If she was hiding a smile he didn't see it. “No, I generally find people are generous and decent if you let them be.”

He pounded on the table with his spoon in agreement. “That's exactly it, but people
don't
let them be. That's where you're right.”

“Would you care to sleep the night here by the fire? There's a rug and a cushion.”

His big face almost crumpled. “You don't understand…you see.”

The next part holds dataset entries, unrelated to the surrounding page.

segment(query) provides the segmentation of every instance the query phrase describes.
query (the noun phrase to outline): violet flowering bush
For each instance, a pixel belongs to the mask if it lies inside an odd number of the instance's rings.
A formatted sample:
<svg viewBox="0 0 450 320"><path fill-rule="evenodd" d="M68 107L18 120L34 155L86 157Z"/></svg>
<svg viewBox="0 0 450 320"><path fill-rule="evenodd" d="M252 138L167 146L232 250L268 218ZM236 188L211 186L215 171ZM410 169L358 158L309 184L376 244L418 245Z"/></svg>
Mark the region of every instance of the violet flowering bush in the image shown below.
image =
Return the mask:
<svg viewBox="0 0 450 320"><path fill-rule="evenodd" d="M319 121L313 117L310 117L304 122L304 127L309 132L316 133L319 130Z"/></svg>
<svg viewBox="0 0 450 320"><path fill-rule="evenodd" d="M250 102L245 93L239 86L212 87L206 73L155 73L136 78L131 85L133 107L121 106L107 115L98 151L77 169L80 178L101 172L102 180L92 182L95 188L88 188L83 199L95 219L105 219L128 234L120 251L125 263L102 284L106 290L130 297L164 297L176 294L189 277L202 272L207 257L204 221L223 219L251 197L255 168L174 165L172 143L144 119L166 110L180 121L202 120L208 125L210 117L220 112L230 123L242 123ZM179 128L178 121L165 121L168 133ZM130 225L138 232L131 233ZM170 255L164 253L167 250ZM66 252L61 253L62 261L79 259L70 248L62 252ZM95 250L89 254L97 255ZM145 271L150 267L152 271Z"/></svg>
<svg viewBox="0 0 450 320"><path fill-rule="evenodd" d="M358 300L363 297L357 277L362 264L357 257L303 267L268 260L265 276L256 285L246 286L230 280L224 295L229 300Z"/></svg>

“I don't have to understand. The fire is there if you'd like to stay rather than going out into the wind.”

“Well, you see, Sister. There's a possibility that people would come looking for me.”

“Not in my house, not in the night they wouldn't.”

“I wouldn't sleep easy, I really wouldn't.”

She sighed and took him to the door. “Do you see in a straight line from here a big tree on its own away from the others?”

“Yes.” He squinted into the night.

“There's a tree house up there. Steps in the trunk and up there a secret tree house. Children made it a long time ago.”

“And would they want it now?”

“They're grown up and away from it now.”

         

It was the talk of the town. For days Mona Fitz said that her heart was in her mouth because those kind of gangs came back and did post offices, she had read of this happening. Wall's Hardware put padlocks on every door. If the gang had made their getaway down the back lane they might have seen all the pickings that lay waiting for them in Wall's. They could come back again another day.

Dan and Mildred O'Brien in the Central Hotel were depressed. The place was bad enough, they said, without having the reputation of a town where there were armed robberies. And of course it was written up in the local press.

T
HERE
was extensive coverage in the paper that Lena bought every week. She read the details of what seemed a violent and senseless crime. Without having to be told she could sense the town's relief that Maura McMahon had been on an errand of mercy and was not in her customary position. Reading between the lines, she knew that Kathleen Sullivan would have been snooping.